Martin Luther said the same thing, that the arc of the universe bends toward justice. This, from a man who went up against the worst human beings can dish out, believing that the glass is half full. Most people would want to see some kind of evidence up against that.
The kindness of God has often been debated. Medieval thinkers sometimes framed the world as one that God wound up and set loose like a machine on auto pilot. Once programmed according to function, it went its merry way which often spelled disaster for human beings. They saw life as an unbending structure with no heart at its centre. They could find no kindness in the grand design.
But others see things differently. Deus ex machina (God in the machine) is a plot device used in theatre and film where a seemingly insoluble problem is abruptly resolved by a sudden stroke of good luck. It suggests that even though the universe seems to be big and impersonal, God is hidden at the centre, and sometimes tips his hand. Deus ex machina is a plot device that people instinctively relate to. It suggests that unexpected good fortune is something we already know about.

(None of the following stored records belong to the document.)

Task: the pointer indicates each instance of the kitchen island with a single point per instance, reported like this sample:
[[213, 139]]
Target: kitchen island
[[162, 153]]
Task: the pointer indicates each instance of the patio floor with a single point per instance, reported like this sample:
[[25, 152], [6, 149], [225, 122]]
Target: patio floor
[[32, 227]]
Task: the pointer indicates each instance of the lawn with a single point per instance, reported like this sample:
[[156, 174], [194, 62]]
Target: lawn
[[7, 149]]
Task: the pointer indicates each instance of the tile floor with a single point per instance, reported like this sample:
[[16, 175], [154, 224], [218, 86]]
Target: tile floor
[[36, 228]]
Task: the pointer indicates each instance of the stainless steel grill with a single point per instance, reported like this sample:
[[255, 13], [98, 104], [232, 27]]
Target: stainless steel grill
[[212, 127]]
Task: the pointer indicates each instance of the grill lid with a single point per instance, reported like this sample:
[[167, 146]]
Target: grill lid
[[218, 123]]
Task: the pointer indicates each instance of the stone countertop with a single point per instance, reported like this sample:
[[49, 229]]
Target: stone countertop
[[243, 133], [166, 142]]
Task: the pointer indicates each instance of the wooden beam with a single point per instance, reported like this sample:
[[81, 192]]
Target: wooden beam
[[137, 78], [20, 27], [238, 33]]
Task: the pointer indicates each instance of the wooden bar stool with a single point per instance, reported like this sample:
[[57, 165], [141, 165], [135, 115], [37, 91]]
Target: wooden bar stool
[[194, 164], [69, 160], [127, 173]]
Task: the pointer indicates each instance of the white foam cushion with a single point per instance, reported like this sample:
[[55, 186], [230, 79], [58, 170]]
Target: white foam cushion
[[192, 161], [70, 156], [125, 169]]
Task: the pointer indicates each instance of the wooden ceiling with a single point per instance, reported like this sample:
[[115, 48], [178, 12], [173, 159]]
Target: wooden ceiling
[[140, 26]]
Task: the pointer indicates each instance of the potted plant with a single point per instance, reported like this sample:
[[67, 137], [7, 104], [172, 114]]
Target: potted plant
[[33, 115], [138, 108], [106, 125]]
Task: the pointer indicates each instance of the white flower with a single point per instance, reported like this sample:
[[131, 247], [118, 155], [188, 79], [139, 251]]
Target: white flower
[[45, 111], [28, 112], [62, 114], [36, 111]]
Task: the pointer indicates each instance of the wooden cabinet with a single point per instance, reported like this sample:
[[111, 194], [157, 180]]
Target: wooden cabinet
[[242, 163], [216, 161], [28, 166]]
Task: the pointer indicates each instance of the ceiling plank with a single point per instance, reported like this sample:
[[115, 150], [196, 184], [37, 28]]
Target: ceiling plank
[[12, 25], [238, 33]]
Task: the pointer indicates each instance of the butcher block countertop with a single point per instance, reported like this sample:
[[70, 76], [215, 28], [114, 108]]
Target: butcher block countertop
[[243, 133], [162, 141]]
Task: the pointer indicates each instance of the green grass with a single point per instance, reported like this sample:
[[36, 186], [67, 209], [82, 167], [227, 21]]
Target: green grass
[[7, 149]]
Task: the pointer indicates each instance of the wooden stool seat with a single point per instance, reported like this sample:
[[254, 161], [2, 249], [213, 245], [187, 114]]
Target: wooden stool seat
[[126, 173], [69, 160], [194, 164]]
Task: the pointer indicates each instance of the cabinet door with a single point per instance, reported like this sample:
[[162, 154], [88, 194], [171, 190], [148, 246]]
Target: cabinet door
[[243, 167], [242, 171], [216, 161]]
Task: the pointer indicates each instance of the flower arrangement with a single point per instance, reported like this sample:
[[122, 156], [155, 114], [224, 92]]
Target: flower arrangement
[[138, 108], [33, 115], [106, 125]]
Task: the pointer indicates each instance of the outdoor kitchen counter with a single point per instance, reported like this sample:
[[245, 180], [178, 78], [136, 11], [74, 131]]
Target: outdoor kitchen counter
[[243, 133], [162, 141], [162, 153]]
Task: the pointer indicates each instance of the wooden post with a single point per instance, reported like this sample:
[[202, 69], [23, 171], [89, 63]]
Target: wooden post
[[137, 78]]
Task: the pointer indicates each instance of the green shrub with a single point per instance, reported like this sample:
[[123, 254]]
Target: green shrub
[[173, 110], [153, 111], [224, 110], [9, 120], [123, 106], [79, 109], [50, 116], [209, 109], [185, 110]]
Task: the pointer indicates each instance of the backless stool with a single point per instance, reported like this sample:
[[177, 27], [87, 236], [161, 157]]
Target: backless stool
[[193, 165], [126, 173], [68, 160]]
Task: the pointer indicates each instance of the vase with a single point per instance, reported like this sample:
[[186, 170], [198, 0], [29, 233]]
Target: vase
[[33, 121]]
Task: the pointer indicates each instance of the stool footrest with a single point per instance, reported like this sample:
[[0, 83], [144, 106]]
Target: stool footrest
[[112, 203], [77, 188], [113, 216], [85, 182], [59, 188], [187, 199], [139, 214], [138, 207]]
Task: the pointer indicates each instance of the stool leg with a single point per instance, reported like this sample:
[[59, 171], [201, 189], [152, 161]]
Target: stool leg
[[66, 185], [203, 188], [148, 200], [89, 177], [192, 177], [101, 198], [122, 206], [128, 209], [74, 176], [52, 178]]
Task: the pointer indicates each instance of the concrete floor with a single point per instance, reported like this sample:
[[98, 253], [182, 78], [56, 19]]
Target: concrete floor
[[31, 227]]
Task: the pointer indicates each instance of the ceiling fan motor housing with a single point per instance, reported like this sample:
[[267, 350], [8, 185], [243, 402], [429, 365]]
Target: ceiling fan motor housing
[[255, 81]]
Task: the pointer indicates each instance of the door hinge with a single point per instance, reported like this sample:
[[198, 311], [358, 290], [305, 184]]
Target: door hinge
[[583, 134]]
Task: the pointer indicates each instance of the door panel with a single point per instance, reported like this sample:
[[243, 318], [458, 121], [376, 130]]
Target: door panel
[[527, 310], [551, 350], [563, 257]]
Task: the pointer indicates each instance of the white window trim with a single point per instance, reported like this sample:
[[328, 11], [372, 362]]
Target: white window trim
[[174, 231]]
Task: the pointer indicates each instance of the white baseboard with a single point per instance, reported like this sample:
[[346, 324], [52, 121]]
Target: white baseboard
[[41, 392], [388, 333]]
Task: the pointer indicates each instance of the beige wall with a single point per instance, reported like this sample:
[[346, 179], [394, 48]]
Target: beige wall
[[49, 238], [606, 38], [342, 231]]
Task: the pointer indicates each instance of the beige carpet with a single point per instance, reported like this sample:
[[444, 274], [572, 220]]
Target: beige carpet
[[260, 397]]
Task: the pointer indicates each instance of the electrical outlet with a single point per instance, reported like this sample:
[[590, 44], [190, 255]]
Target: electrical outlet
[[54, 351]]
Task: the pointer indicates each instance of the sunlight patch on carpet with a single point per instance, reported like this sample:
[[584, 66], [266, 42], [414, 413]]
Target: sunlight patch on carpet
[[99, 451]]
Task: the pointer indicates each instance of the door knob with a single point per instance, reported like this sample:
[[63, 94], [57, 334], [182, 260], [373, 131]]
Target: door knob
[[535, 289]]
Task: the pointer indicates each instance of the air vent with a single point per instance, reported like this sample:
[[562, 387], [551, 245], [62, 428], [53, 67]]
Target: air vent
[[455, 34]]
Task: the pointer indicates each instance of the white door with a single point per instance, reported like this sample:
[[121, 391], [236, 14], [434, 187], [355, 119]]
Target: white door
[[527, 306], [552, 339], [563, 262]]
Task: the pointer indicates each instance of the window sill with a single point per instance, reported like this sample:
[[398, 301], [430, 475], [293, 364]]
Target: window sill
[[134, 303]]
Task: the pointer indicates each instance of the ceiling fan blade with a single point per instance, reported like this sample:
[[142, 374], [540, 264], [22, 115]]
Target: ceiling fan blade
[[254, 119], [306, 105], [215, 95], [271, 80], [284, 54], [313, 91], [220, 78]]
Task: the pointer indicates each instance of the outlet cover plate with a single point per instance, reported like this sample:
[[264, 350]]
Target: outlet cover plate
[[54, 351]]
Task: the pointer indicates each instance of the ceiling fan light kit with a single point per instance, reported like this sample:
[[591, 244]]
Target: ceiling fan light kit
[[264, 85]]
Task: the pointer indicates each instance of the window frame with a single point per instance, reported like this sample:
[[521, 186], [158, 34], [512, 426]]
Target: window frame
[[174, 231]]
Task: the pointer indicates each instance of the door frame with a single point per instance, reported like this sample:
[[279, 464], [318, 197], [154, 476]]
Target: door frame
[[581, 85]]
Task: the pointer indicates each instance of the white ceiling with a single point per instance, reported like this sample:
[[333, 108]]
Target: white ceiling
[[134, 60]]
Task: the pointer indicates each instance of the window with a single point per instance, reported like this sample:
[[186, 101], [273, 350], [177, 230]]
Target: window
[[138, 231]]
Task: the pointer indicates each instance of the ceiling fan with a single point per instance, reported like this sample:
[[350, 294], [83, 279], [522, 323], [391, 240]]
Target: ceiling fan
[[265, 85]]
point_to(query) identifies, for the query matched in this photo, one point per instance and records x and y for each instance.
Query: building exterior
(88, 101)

Today we were out for a walk and came across a perfectly formed bird’s nest. You don’t often get to see them up close. I expect the nest was raided and that was why we found it on the road. Eggs and hatchlings can be prey to larger birds like crows and magpies. Yes, nature can be dangerous, but there is more to the story. Knit into the heart of the nest is the trace of a grand design.
The tiny nest first of all is perfectly round - you could trace its circle with a compass. There is beauty and perfection in its form, and where the bird gains this skill I cannot explain. There is also the incredible uniformity of the nest - the same size that all the other mother birds create without instruction. The interior of the nest is a lot of work - the result of much gathering and the fruit of kindly intent. Somehow, the mother bird knows just how to nurture her young. If you were ever vexed by sweaters plucked at on the clothes line by birds, be comforted that you were donating toward the well-being of the next generation of birds. The soft lining is engineered to be a perfect bed. It’s an image of caring built into the way things work and birds do this instinctively.
This tiny image made an imprint on my day. There is a lot of randomness in nature, but buried beneath the design is kindness, even toward the smallest of God’s creatures.
Jesus said that “Look at the birds of the air, for they neither sow nor reap nor gather into barns; yet your heavenly Father feeds them. Matthew 6:26” He was talking about a loving intent behind all things that we lose sight of in the daily struggles which drag us down. We forget that we are also part of, and maybe the focus of God’s grand design, and the goodness built into it. “Are not five sparrows sold for two farthings, and not one of them is forgotten before God? But even the very hairs of your head are all numbered. Fear not therefore: ye are of more value than many sparrows. Luke 12:6”
Jesus also commanded us, “Be ye therefore perfect, even as your Father which is in heaven is perfect. Matthew 5:48” I don’t think that was a bid for the impossible as much as a nod toward how things were intended to be, and how they are ultimately going to end up one day when God gets his way. Holy, is rooted in the same word as holistic. It means being integrated, and operating according to plan, to be restored and made whole. Looking at the flawless little bird’s nest, I think God is off to a headstart and for now, humanity will just have to trail behind.